# ¿Cómo simular un circuito integrado en Proteus?



## ControversialToon (Jul 15, 2013)

Buenos días. Hace algunos dìas nos dejaron un trabajo para hacer en Proteus; demostrar las funciones de un CI 74LS181. ¿Cómo puedo hacer para que salga el código binario en la salida? Para las entradas estoy usando LOGICSTATE, para denotar 0 y 1. Soy principiante en ésto y no estoy seguro de cómo realizar este trabajo.

Muchas gracias. ...


----------



## MrCarlos (Jul 15, 2013)

Hola ControversialToon

Para que salga el código binario en la salida hay que programarle los operandos A y B, luego programarle alguna función en sus entradas S.
Por medio de su entrada M decirle al 74LS181 que queremos que efectúe una operación aritmética o una lógica.

Si tienes algún diseño en tu simulador, comprímelo con WinZip o WinRar y adjúntalo en tu próximo mensaje.

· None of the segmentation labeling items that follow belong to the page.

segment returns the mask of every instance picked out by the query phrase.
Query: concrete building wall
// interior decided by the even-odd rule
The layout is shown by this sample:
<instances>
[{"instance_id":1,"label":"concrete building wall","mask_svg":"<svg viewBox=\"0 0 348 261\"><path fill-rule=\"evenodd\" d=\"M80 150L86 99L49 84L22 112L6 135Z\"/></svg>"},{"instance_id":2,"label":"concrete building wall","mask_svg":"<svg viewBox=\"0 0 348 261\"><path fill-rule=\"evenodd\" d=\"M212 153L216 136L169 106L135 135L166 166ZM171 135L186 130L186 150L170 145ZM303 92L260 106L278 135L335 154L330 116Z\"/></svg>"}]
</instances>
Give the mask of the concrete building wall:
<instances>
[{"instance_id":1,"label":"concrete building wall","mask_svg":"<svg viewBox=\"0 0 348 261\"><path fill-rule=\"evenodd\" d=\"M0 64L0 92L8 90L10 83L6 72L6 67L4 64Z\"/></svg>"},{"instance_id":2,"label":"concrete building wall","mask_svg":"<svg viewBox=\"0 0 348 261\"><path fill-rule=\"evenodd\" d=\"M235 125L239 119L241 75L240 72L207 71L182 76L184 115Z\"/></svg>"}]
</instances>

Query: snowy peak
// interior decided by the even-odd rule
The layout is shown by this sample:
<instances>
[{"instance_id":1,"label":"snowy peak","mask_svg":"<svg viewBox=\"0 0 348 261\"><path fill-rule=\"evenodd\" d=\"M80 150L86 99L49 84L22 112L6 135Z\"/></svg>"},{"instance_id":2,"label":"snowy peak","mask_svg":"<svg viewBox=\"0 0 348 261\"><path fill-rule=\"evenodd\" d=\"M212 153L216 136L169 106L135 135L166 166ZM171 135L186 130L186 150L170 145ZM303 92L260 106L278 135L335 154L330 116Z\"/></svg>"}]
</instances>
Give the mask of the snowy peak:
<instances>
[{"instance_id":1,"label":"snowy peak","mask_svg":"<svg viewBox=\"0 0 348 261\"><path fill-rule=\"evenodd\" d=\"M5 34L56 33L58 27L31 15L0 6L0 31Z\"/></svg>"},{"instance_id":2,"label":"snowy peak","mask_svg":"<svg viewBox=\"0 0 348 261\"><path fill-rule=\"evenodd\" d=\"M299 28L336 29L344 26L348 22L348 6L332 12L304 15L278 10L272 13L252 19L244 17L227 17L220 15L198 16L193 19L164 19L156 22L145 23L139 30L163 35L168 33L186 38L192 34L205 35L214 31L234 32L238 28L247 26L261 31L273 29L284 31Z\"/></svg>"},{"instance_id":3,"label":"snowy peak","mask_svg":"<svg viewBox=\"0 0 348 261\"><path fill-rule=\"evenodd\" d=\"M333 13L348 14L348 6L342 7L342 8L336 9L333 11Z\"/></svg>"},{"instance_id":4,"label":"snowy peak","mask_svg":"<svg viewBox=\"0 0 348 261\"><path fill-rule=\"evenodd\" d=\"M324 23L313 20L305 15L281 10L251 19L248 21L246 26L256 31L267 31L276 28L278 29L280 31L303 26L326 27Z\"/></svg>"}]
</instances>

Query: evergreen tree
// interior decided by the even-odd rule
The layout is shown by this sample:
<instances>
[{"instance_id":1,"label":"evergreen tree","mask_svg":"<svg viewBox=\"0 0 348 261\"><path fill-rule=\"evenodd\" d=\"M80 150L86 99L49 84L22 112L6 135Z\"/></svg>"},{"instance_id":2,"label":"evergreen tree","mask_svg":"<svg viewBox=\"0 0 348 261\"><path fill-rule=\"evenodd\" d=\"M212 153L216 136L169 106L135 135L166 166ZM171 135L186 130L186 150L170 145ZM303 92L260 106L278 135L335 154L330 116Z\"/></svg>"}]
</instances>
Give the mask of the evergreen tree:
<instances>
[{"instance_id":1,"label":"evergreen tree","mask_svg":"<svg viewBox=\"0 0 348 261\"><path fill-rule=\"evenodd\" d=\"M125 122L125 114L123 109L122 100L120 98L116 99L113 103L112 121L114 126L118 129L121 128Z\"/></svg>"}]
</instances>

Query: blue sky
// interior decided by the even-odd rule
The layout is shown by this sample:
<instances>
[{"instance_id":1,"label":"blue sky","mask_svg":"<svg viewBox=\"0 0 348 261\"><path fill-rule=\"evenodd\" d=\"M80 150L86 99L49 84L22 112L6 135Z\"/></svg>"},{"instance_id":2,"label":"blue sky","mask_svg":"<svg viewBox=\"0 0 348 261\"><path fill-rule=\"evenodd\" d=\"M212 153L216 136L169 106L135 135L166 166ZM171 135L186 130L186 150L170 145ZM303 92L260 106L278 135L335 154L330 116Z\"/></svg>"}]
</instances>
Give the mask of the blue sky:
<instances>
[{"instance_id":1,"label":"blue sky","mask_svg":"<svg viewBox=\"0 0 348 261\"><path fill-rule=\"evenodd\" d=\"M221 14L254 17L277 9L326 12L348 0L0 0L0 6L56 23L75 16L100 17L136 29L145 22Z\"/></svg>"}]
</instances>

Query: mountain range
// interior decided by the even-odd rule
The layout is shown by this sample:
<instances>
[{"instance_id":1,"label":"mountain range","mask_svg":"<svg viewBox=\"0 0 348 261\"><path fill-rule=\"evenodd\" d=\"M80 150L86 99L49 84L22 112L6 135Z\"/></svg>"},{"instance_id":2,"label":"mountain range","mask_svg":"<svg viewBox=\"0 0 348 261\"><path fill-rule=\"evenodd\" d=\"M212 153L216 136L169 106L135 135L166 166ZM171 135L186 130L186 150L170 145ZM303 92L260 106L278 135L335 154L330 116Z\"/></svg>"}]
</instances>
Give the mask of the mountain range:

En fin es necesario saber lo que puede hacer ese IC. Para ello puedes estudiar sus hojas de datos que están adjuntas.

saludos
a sus ordenes


----------



## ControversialToon (Jul 17, 2013)

Gracias. Ya me parece que casi termino el circuito, aunque aún no logro activar el pin "A=B". He tratado con todo y no se activa. Pero en fin, tu post me fue de ayuda.

Aquí está mi circuito


----------



## MrCarlos (Jul 17, 2013)

Hola ControversialToon

La salida A=B es del tipo Open Collector, quiere decir que solo sale el colector por esa terminal y *requiere una resistencia* de digamos 10K hacia el Vcc.

Captaste bien lo que dicen las hojas de datos al respecto de esta salida ??

*A)- The A = B output from the device goes HIGH when all four F outputs are HIGH and can be used to indicate logic equivalence over four bits when the unit is in the subtract mode. *

*B)- The A = B output is open-collector and can be wired-AND with other A = B outputs to give a comparison for more than four bits. *

*C)- The A = B signal can also be used with the Cn+4 signal to indicate A > B and A < B.*

*A)-* La salida A=B será nivel alto cuando todas las salidas F sean nivel alto y puede ser utilizada para indicar la equivalencia lógica de los 4 BIT’s cuando la unidad está en el modo de resta.

NO nos indica que las magnitudes de los operandos A y B sean iguales.

*B)-* La salida A=B es del tipo Colector abierto y puede ser (*wired-AND) *alambrada por medio de una compuerta AND Con otras salidas A=B para una comparación de más de 4 BIT’s.

*C)-* la señal A=B puede ser utilizada con la señal Cn+4 para indicar que A>B y A<B.
Esto es lo más entendible de aquel fraseo. Sin embargo, Cómo se haría ??. . . Qué circuiteria se requiere para que nos indique cuando: A>B ó A<B ??

saludos
a sus ordenes


----------